An appeal court has ordered a longer jail sentence for an Ontario man accused of running a boiler room operation and selling shares without registration.

Abel Da Silva has been ordered to serve two jail sentences totalling 45 months consecutively – which means he will begin serving the second after the first is completed – rather than serving them concurrently or at the same time as originally ordered.

The appeal ruling by Madam Justice Faye McWatt of the Ontario Superior Court concludes that Mr. Da Silva's two sentences involved unrelated cases and different victims. She said sentencing rules generally require separate consecutive sentences when there are different convictions for crimes committed at different times.
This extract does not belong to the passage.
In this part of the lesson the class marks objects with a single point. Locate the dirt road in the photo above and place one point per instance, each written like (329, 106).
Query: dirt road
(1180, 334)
"A sentence of 45 months in total is not disproportionate to the gravity of the offences and his degree of responsibility for them," Judge McWatt wrote in her decision.

Mr. Da Silva was sentenced in November, 2011, to serve 27 months in jail for running a boiler room fraud in Markham, Ont., and breaching Ontario Securities Commission cease-trade orders. He and Eric O'Brien were accused of making false and misleading statements to investors to sell shares of Shallow Oil and Gas.
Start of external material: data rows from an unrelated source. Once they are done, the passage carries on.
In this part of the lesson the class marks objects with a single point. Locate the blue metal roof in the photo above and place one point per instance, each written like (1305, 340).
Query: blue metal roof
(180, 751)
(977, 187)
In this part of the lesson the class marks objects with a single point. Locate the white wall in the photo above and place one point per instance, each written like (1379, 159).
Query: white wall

Four months later in March, 2012, Mr. Da Silva was sentenced to 18 months in jail for securities violations involving selling securities of Moncasa Capital Corp. in Toronto without registration. He was also convicted of circumventing cease-trade orders by trading under the alias "Jim Wilson."

When the second sentence was imposed, the judge said he could serve the two concurrently, which means he would not have had to serve additional time in jail once the first sentence was completed. But the Ontario Securities Commission, which took the case to provincial court, appealed the decision.

The OSC argued that concurrent sentences would induce people to work in multiple boiler room frauds during the same period, believing they would only serve jail time for one of the offences.

Judge McWatt said Mr. Da Silva "is not new" to the criminal justice system and "has shown a pattern of undeterred behaviour over the courts of several years." She said the fact Mr. Da Silva breached three separate prohibition orders since 2006 "is reason enough to find the concurrent sentence unfit."

Mr. Da Silva received a 75-day jail sentence in 2010 for breaching a 2006 cease-trade order.